Agresywny marketing bootcampów testerskich

Agresywny marketing bootcampów testerskich
Bootcampy testerskie obiecują szybki start w karierze, ale czy dostarczają rzeczywistej wartości? Ich agresywny marketing coraz bardziej szkodzi zarówno rynkowi pracy, jak i juniorom, wpędzając ich w pułapkę bez perspektyw.

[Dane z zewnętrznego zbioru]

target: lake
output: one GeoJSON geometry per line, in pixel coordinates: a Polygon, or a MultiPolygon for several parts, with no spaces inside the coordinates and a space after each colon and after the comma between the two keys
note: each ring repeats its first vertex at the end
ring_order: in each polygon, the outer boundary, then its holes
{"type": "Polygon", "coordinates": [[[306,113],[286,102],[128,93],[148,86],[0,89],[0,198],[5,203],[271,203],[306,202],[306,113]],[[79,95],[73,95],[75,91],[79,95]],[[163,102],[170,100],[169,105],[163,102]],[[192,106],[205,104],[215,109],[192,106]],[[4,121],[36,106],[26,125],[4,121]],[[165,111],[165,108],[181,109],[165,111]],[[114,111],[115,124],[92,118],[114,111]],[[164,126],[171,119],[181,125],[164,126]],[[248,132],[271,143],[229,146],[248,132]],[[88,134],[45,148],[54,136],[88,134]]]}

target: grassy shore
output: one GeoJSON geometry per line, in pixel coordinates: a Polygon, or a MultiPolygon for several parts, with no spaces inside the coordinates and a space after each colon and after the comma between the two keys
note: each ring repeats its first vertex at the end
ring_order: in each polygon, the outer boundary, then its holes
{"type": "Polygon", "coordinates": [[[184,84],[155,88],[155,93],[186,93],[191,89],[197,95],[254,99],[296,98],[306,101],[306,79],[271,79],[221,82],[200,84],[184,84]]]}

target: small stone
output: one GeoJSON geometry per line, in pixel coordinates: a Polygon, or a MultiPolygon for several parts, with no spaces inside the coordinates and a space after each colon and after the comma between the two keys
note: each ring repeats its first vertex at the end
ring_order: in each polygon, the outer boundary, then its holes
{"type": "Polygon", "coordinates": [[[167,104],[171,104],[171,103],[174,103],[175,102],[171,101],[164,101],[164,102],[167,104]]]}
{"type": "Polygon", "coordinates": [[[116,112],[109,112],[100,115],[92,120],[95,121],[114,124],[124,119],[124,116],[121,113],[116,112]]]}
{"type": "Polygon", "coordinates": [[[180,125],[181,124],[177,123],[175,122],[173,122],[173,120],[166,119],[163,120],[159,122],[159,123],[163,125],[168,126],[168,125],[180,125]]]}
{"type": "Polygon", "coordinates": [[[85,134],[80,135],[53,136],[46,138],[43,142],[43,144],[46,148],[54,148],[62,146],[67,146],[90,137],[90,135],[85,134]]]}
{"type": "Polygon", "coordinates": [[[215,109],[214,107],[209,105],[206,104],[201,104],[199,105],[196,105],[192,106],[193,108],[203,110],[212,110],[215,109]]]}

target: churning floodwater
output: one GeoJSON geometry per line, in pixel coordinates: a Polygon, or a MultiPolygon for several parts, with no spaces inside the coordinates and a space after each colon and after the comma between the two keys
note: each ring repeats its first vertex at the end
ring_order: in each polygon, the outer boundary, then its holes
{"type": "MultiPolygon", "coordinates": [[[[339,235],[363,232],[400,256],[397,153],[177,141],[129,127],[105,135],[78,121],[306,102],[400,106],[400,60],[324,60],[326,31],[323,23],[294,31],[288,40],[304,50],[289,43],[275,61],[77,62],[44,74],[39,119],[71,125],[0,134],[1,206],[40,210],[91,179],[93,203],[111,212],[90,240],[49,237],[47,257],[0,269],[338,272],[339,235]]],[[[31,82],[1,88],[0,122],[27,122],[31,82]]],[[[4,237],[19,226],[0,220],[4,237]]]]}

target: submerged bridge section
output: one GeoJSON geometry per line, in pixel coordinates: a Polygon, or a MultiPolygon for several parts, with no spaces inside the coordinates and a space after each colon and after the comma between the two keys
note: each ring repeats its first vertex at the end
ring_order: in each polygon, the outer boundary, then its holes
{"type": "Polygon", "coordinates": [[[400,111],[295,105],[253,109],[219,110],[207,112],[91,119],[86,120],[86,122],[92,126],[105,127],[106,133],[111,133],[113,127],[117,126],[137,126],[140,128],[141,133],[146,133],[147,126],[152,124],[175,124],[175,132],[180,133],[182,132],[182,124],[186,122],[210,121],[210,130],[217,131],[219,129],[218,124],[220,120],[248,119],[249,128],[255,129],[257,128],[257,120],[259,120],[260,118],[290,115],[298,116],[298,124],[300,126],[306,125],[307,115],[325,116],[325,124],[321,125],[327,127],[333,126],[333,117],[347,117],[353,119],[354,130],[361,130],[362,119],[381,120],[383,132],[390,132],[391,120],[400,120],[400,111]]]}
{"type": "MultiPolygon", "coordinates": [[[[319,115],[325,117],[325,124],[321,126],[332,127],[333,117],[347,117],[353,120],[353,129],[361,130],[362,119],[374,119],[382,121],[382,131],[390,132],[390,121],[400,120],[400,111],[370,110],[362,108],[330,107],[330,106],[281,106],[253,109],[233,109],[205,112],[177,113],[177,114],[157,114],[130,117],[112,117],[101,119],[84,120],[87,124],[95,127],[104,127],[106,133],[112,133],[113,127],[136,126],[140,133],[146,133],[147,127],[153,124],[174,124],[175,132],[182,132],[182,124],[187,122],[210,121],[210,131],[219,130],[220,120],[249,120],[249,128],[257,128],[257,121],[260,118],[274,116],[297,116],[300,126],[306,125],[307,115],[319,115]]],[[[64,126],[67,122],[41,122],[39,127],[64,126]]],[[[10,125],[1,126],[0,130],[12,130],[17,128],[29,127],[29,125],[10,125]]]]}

Obietnice szybkiego przekwalifikowania, wysokich zarobków i gwarancja pracy, dostarczane przez bootcampy testerskie, zyskują coraz większą popularność na rynku IT. Często jednak pod pozorem zintensyfikowanego programu szkoleniowego, wiele firm wykorzystuje agresywny marketing, sprzedając aspirującym juniorom marzenia o bezproblemowym rozpoczęciu kariery w branży testowania. Przyjrzyjmy się negatywnym skutkom takiego podejścia, które wpływa nie tylko na rynek pracy, ale również na początkujących testerów, którzy szukają możliwości rozwoju zawodowego i zobaczmy, jak obietnice bez pokrycia stanowią pułapkę dla nieświadomych kandydatów do branży IT oraz dlaczego tak ważne jest spojrzenie na bootcampy i kursy testerskie krytycznym okiem.

Po raz kolejny z pomocą przychodzi nam facebookowa grupa Testowanie oprogramowania, która niejednokrotnie staje się jednym z pierwszych (o ile nie najważniejszym) przystanków na drodze poszukujących sposobów na wejście do IT juniorów. Rozpocznijmy jednym z anonimowych postów: 

bootcamp-fb2.png
Liczba komentarzy pod postem nie dziwi. Z reguły, gdy użytkownicy zadają pytania dotyczące szkoleń i rozwoju, a zwłaszcza kosztownych kursów dla początkujących, które „zrobią z Ciebie testera w x dni”, zaangażowanie grupowiczów jest natychmiastowe i dość spore.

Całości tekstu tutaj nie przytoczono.